In this paper, we propose to incorporate color information and visual attention principles to boost the performance of a state-of-the-art pose estimation method for highly occluded scenarios. Specifically, we propose to improve the method presented in [
20] by using color information to guide the attention of the method to potential scene zones and improve surface matching.
Visual attention is an important biological mechanism based on selecting subsets of the world information to perform faster and more efficient scene understanding. Inspired by the understanding of the human visual system and the development of more efficient intelligent applications, visual attention has been an important research topic in both neuroscience and computer vision fields. Either based on bottom-up or top-down architectures [
23], different computer vision methods for visual attention have been presented behind the ideas of salient maps [
24], object-based attention [
25], and saliency feature vectors [
26]. Potapova et al. [
27] presented a survey of visual attention from a 3D point of view, analyzing 3D visual attention for both human and robot vision. Their work reviews the most important attention computational models presented, from the widely used contrast-based saliency models [
24] to the recently proposed Convolutional Neural Network (CNN) learning approaches [
28]. On this line, most research done on visual attention has focused on biologically inspired bottom-up attentional mechanisms. For most solutions, the generalized idea of salient feature identification is applied to optimize the application of the limited computational resources to the most attractive elements, regardless of the final task or prior knowledge. This pathway, however, does not completely match the requirements of occluded scenarios, where target objects may not necessary be prominent or highly distinguishable attention elements in the scene. Hence, top-down mechanisms, where previously known features are identified as salient scene points for potential targets, are considered more suitable. Therefore, following this direction, we propose to integrate a top-down attention mechanism to the method presented in [
20] by using color cues as prior knowledge of the object.

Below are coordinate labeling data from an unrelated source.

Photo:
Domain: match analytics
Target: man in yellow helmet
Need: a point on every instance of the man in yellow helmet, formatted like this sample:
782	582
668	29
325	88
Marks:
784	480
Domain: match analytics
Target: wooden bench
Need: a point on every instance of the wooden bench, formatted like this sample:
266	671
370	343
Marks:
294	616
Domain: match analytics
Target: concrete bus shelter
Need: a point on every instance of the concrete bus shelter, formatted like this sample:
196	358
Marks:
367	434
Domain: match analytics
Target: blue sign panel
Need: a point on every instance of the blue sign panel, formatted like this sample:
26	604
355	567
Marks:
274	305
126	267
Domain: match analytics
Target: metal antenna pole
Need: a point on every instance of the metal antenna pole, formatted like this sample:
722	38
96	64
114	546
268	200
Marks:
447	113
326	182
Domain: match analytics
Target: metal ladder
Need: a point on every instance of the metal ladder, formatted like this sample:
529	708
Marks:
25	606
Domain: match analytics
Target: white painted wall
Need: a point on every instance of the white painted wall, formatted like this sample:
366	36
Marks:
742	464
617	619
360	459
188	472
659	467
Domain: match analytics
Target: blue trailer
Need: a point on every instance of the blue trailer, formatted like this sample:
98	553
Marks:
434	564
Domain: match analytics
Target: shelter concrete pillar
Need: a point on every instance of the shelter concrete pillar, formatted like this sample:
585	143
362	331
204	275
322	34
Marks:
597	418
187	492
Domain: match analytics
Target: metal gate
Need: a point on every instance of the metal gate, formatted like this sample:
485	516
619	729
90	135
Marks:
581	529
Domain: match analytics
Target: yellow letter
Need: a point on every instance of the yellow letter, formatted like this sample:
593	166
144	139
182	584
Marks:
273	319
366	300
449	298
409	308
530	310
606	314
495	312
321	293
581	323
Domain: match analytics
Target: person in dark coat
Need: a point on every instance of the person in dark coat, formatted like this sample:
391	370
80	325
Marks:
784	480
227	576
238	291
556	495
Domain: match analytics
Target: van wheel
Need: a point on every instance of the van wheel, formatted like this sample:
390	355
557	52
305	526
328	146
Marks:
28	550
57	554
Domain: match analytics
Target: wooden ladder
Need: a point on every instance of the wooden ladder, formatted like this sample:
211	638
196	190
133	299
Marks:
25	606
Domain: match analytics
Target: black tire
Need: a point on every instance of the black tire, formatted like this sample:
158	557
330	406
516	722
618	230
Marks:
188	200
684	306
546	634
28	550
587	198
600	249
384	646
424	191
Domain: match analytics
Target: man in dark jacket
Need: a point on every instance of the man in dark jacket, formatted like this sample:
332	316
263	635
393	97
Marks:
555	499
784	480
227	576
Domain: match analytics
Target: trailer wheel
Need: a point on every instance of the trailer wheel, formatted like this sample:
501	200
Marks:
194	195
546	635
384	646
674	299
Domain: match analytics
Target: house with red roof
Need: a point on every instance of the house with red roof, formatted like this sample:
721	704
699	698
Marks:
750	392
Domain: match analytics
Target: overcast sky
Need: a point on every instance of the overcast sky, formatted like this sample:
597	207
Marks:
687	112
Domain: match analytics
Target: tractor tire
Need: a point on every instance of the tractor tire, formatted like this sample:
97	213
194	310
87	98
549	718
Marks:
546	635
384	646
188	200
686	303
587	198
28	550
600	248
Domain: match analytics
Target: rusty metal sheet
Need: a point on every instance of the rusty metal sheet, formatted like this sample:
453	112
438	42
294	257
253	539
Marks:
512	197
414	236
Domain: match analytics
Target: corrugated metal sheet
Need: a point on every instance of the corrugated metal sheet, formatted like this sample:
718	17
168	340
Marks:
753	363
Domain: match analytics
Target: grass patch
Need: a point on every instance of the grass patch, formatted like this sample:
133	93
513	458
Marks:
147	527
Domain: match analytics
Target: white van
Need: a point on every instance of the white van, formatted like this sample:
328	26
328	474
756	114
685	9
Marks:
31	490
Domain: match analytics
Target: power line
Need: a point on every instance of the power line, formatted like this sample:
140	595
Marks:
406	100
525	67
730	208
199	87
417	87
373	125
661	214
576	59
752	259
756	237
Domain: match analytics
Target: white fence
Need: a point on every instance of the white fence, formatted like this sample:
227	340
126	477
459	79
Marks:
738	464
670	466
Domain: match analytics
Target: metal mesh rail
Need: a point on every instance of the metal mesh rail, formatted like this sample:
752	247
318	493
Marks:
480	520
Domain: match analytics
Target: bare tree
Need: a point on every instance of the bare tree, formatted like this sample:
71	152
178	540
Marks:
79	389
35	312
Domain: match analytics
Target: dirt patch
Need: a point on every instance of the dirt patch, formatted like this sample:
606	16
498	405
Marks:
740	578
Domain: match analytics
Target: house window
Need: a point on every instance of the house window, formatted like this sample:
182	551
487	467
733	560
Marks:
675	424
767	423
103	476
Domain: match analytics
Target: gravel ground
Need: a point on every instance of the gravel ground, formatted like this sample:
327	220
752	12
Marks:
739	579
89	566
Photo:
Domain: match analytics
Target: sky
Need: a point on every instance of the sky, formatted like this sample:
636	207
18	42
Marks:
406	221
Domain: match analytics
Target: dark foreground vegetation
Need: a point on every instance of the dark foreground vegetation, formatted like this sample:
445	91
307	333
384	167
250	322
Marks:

Although studies suggest that color contributes to biological object recognition [
29], traditionally, color information has been scarcely applied to computer vision recognition approaches. While most methods rely on shape and texture information [
30], only a few cases have considered color information as a prominent feature. Although this situation has been abruptly reversed with the rising of artificial neural networks approaches, for which color information is usually considered, only few traditional model-based solutions have relied on color information for object detection and recognition, such as color SIFT features [
31] for 2D vision or CSHOT [
32] and VCSH [
33] for 3D vision. For the PPF voting approaches, Drost et al. [
34] proposed a multimodal variant of the original method [
11], defining pairs of oriented 3D points and 2D gradient edges. The proposed method showed a noticeable improvement on performance while showing robustness to light, having the main drawback of a big impact on the runtime performance [
19]. In a different direction, Choi et al. [
35] proposed to extend the PPF to 10 dimensions, including color information from both points underneath surface. Although showing positive results on some datasets, more recent results presented in the Ref. [
36] suggest that the inclusion of the color on the PPF may provide, for some cases, higher precision results, but lower recognition rates. The deterioration of the recognition rates can be attributed to the subjugation of the geometric information to the color information, disregarding valid geometrical matches for non-matching color cases produced by illumination changes, modeling artifacts or different sensors characteristics. Arguably, this undesired behavior can be considered the main reason why historically few traditional model-based methods have relied on color data. In general, the mathematical modeling of the color information, including their dependency on the sensor technology, is much more complex and unstable than other available features, like gradients or geometrical features. In a different direction, we propose to use the color information only as a cue of a correct matching on the top of the existing geometrical approach based on PPF. The main idea is to use the color information as a weighting factor to provide more relevance to color consistent cases and help to distinguish between geometrically ambiguous cases.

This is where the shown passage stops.